Maybe “grandpa” made a mature, rational decision to join the Nazis and never regretted it.  Maybe there was not a shred of good in this ailing old man.  Maybe he was malevolent and despicable and hateful to his last breath.  Even if he were, throughout his whole life, every bit as evil as we’d imagine every Nazi to be, and more, is anyone justified in killing him, in doing, to him, what he did to others?  If you haven’t conjectured yet from this post, I’m not much a fan of Capital Punishment, because I think there are major shortcomings to a practice that seeks to ameliorate murder with murder.  But then, this guy was a Nazi.  Does he deserve the same consideration as your garden variety murderer?

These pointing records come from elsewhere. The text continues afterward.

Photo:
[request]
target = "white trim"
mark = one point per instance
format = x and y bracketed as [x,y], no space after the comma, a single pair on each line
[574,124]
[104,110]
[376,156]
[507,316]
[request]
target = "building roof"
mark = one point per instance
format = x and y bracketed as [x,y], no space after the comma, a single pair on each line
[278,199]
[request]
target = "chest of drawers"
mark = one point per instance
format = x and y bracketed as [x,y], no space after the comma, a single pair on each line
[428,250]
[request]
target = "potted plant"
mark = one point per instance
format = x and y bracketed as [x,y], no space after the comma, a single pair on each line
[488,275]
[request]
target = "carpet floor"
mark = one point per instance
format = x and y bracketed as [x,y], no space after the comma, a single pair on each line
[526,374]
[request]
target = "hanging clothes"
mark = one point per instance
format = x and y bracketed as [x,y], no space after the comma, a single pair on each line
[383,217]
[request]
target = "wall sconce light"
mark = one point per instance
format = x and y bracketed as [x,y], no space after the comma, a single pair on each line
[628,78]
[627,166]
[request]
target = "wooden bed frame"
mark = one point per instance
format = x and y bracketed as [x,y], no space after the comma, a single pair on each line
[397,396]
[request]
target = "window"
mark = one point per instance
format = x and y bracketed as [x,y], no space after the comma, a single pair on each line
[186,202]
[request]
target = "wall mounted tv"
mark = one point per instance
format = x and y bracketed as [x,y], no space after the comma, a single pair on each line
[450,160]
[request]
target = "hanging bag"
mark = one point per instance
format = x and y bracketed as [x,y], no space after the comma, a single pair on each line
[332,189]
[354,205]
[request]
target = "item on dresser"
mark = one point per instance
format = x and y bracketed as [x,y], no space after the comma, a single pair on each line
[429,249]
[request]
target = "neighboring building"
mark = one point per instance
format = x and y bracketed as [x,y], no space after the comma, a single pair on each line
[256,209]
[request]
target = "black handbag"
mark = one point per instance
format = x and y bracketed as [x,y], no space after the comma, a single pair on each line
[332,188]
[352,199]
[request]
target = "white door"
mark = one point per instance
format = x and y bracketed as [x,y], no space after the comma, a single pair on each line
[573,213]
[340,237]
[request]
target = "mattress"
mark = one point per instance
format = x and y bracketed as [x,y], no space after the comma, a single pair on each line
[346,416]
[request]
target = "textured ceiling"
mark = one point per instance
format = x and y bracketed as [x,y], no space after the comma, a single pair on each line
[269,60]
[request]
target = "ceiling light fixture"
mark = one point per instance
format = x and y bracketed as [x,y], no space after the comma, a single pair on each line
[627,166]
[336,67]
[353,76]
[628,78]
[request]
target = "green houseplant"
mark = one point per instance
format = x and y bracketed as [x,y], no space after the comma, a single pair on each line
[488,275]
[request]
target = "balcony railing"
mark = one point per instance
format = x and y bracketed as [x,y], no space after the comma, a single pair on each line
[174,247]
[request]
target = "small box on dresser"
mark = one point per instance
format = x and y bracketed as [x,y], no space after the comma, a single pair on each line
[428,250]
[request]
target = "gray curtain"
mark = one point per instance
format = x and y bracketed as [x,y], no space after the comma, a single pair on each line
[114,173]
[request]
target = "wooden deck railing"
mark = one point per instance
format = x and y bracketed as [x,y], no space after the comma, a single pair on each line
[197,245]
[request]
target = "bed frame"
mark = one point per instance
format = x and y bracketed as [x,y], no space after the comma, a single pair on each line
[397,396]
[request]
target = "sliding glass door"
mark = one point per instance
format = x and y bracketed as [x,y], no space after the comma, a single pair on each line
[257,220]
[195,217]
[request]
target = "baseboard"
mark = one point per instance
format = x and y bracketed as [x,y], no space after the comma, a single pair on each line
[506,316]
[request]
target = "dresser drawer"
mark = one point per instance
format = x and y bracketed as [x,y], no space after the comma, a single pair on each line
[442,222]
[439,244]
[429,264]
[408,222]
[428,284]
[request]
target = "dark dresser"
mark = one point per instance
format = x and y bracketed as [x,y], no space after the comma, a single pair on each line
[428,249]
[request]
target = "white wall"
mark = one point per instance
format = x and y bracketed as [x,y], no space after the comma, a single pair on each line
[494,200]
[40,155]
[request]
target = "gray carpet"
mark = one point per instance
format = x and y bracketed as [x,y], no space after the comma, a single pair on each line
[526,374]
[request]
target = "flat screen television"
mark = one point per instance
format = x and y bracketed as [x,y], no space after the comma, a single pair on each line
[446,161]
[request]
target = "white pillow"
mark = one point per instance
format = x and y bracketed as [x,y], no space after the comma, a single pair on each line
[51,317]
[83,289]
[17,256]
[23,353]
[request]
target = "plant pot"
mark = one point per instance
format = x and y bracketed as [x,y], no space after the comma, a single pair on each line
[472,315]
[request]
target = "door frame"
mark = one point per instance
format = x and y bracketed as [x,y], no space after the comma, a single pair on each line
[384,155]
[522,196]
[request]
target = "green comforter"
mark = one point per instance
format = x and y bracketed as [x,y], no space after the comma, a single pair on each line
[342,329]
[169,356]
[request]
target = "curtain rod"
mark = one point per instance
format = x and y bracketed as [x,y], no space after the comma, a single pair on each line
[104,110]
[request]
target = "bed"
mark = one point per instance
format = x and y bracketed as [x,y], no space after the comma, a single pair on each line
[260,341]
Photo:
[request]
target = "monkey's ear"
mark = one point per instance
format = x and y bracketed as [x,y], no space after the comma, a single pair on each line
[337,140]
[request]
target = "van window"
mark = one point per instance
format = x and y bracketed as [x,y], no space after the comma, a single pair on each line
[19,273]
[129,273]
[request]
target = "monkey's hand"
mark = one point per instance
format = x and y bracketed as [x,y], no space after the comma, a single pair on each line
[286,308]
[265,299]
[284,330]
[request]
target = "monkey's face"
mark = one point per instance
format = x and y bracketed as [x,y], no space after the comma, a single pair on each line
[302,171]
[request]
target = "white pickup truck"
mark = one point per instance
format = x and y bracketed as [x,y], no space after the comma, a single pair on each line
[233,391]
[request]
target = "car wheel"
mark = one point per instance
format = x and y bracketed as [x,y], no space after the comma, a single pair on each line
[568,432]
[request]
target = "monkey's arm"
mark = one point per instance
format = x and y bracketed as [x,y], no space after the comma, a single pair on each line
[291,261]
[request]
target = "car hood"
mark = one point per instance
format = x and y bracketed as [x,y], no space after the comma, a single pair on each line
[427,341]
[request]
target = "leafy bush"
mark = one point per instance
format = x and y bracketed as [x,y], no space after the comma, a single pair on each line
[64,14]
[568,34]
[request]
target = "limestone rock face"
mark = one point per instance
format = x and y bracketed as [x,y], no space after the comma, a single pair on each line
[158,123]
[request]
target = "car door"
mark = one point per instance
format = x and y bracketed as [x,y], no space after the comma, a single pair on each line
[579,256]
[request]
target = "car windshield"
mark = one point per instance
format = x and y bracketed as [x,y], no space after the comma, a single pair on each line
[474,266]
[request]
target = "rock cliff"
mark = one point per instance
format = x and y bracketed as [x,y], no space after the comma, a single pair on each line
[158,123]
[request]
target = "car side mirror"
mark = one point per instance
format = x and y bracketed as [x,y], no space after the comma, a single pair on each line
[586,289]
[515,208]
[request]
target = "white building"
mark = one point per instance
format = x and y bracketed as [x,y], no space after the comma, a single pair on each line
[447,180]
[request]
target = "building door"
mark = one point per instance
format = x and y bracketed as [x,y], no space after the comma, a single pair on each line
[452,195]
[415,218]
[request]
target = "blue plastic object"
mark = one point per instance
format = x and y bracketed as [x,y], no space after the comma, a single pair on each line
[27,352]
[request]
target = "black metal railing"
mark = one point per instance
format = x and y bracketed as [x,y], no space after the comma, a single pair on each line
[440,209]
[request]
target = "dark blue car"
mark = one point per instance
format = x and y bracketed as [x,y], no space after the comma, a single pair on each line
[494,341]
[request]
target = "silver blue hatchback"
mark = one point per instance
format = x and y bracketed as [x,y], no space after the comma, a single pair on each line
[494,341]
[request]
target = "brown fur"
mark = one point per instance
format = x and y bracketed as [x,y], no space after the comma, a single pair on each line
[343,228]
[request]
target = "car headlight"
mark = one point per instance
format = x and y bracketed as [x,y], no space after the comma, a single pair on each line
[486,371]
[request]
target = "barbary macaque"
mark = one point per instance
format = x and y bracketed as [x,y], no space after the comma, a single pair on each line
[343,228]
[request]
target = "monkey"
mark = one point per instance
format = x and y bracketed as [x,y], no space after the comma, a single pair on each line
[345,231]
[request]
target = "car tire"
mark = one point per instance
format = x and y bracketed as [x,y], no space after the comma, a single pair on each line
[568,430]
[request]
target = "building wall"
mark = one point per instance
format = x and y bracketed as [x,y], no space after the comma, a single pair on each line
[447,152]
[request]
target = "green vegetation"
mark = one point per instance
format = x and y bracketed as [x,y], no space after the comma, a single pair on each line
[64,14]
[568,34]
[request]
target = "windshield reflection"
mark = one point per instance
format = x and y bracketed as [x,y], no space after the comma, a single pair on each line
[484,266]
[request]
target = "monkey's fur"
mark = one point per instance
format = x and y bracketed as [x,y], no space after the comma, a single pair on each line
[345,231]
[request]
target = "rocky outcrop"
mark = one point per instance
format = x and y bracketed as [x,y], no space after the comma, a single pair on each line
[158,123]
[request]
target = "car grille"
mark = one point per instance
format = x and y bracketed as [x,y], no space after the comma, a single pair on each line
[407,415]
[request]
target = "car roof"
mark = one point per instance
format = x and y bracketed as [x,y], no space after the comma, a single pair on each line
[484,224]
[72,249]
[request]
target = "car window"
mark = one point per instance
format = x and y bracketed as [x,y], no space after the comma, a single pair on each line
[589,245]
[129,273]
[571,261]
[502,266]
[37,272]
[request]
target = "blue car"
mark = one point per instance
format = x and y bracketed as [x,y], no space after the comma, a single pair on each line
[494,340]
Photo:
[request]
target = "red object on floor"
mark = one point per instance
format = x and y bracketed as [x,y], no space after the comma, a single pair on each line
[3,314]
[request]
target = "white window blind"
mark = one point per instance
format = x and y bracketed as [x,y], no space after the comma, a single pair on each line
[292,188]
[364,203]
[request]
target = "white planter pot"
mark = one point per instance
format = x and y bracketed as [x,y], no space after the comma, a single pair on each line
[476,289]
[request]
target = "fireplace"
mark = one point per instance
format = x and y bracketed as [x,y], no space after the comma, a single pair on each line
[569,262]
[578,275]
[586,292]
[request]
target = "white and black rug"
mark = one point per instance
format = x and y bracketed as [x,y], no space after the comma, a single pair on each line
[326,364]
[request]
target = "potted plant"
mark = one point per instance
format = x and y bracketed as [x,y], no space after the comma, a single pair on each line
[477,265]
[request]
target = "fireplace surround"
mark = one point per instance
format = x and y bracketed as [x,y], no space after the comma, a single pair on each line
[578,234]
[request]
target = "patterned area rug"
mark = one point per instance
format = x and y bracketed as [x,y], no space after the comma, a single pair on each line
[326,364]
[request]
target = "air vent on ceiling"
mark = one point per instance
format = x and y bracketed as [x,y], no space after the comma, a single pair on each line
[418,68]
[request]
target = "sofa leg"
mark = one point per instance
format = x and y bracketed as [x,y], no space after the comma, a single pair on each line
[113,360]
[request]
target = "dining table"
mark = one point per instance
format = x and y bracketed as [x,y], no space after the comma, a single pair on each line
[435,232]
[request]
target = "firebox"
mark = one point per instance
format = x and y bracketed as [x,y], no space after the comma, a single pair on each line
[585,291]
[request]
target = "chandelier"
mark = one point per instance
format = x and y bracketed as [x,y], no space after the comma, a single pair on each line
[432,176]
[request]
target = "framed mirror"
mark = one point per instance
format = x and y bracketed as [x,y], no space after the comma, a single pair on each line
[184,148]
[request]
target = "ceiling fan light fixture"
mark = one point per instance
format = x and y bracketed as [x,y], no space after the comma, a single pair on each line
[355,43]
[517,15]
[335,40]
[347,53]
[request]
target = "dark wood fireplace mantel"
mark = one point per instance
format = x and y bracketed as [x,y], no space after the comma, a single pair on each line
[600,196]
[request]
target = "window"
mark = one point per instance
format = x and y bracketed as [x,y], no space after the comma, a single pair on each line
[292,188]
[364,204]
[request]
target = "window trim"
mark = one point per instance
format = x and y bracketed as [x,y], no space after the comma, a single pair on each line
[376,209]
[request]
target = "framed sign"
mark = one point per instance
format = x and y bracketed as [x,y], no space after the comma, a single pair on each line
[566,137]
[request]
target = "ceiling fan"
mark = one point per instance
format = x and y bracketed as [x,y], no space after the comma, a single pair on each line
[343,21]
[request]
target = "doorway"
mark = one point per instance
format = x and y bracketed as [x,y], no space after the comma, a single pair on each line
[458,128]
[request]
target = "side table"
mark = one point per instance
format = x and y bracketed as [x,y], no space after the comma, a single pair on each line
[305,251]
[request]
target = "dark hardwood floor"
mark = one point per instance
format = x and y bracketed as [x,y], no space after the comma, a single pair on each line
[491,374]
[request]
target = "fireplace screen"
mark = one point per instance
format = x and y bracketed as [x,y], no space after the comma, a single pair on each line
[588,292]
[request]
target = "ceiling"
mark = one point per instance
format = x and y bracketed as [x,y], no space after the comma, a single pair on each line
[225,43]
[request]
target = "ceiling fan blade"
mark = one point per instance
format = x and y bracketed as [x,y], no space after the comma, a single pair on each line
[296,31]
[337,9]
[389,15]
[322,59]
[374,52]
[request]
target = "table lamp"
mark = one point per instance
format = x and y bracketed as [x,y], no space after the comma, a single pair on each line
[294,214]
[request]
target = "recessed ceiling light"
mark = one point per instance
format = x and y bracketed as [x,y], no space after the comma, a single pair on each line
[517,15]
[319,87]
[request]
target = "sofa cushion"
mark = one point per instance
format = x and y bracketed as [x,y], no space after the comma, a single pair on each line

Let’s say, for argument’s sake, that the protagonist’s murder was justifiable, though I may argue he didn’t have much information and was harming the old man’s family as much or more than the old man.  Even if the act (though unnecessary to do to a man dying already) was justifiable, does killing another human being ever make a normal person feel alive, peaceful, and content?  I would buy the story more (though it would probably be needlessly stretched out) if the protagonist had some Poe-like post-killing psychological guilt complex, but he doesn’t – he feels liberated.  And I have to assume that no matter who you’re killing, killing other human beings makes normal people feel agitated and guilty (as most war survivors will probably attest to).  I love Roth’s twist ending, and the protagonist’s entire sojourn to Valdivia is fraught with suspense, but the ending strikes me as odd.  I can’t say that Roth is wrong, per se, only that we have very different ideas of justice and human nature.  But who am I to say?  Read the story yourself and see what you think.

 

Shades of Grey: Seeking Justice in “Valdivia”

7 thoughts on “Shades of Grey: Seeking Justice in “Valdivia”

  1. Michael J. Miller says:

    This story sounds fascinating! I wonder if part of the “horror” comes from Roth’s implied presumption that certain people CAN feel liberated and alive after taking a human life – regardless of the consequences. That is a terrifying idea and, as you say above, certainly one worthy of debate.

    This sounds like it’s not just a great short story but something that may have a place in an ethics class. Thank you for the thoughtful analysis! I’ll be pondering these questions all night.